Inside, there was a perfectly organized office (my dream!), spartan furnishings, two pet rabbits (they have their own room, and before you ask, no, it didn't smell bad at all, surprisingly. The accessories were minimal, and each one had a special significance: his late mother's favorite teapot, a vase from a trip to Turkey, a tapestry from a different journey....everything had a story, and as he relayed them each to me, I got a deeper insight into who he truly is. It was lovely. There was no IKEA-ization going on here; his surroundings were no attempt to say anything specific to visitors, instead his home serves as an actual reflection of who he truly is. The difference seems small at first, but it's huge. If each of us could stop trying so hard to use our homes and cars and clothes to telegraph a message to everyone else, and could instead just be who we are, surround ourselves with the things that are dear to us, how much closer would we be to real union with one another?

In the end, sacred space is not about candles and crystals and incense (although for some of us, that is definitely a part of it). It is instead about being who we are, keeping what we love, discarding (responsibly) what no longer serves us, celebrating the things and the memories that brought us each to this particular place in our lives. And on that note, it's time to go clean my office. :)


Wednesday, December 14, 2011

Saying goodbye to Hombre by Heatherleigh

I got a call tonight from a good friend who is currently dealing with a loss that so many of us have experienced. Two days ago, he sat with his 13 year old Jack Russell terrier in his lap as the vet administered the drugs that would end little Hombre's days hear on earth.

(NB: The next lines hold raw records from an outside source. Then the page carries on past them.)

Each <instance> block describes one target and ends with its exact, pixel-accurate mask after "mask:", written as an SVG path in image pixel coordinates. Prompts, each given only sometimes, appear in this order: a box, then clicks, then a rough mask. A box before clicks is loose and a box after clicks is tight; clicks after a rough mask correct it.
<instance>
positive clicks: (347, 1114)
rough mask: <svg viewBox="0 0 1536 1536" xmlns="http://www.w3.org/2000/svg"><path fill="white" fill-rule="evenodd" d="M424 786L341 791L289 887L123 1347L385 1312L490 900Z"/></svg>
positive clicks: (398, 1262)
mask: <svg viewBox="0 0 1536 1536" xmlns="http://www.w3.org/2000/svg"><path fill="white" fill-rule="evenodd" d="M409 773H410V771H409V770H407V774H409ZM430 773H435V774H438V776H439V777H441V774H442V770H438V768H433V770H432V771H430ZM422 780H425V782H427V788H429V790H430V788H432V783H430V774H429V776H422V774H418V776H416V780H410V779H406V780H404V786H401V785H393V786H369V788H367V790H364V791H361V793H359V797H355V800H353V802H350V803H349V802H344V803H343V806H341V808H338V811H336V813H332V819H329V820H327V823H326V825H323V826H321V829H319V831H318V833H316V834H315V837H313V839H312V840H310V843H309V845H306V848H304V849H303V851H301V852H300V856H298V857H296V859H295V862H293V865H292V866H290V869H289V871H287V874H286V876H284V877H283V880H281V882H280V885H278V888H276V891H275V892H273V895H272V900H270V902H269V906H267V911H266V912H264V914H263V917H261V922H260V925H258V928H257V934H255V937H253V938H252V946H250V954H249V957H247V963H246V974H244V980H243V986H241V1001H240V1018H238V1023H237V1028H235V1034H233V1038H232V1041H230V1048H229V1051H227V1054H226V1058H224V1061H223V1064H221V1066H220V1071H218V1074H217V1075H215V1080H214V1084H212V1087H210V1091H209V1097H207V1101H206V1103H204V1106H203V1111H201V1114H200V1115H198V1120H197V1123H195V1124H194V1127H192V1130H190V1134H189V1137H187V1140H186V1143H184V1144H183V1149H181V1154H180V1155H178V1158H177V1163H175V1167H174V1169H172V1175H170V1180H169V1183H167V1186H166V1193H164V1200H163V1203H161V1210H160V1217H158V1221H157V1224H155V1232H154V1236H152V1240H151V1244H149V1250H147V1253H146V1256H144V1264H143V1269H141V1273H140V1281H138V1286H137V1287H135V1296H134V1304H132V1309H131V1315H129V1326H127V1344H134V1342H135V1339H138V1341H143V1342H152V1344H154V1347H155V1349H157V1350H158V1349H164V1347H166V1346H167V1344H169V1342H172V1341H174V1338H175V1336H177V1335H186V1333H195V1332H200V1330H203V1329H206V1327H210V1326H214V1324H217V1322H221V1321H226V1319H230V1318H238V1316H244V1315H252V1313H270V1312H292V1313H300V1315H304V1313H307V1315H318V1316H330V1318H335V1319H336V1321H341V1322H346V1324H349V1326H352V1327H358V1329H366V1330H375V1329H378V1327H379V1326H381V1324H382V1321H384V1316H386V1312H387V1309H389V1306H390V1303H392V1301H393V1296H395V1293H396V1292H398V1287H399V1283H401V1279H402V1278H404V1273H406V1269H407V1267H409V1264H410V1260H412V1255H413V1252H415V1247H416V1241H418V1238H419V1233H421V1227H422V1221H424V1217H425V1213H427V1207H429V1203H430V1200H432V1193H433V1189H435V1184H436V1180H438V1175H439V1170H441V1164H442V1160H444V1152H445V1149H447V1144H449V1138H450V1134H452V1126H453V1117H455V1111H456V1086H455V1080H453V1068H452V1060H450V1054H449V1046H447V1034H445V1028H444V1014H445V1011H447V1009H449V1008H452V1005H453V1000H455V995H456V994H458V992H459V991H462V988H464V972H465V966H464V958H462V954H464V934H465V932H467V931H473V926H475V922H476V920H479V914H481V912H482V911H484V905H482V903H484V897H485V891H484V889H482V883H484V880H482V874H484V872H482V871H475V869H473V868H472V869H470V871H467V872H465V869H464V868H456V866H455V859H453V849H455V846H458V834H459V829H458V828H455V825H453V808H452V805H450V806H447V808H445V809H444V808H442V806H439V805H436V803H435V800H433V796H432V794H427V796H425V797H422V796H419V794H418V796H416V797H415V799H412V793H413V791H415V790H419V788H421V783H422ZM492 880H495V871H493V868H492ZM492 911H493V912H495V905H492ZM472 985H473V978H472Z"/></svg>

We talked for a while about pets and other loved ones, about where they head off to once they're no longer here with us, and about how we so often still feel their presence so strongly after they go. I'm a big believer in physics, and of course we all know that matter is energy and that energy never goes away, it merely changes form, and so I truly believe that Hombre has left his own energetic paw print behind, on my friend's heart and mind. And for anyone else who might be going through this, I wanted to offer up the words I sent my friend:

Hey darling man,

Here's the thing: most animals just aren't anatomically designed to live as long as us. They weren't meant in the divine order to be our life companions. They are our temporary blessing, and their presence and personality and love and even their death are a source of great learning and growth for us.

Hombre had incredibly blessed karmic imprints in order to have been in your life. He had a length and quality of life that is very rare among his species. Household pets owned by loving, aware, and spiritual caregivers are very often on kind of a "fast track" to a human incarnation, and it was his time to make the transition. It was also apparently your time for getting one more dose of the "letting go" lesson that we all end up having to learn a little bit at a time over the course of our lives, so that when our time to let go of our own brief little stint comes along, we won't end up leaving claw marks on this life.

Just keep breathing, and try imagining where he will turn up a kitty, or a seagull, or a little baby boy cradled in his new mother's arms, and if that doesn't make you feel at least a tiny bit better, I'll be amazed.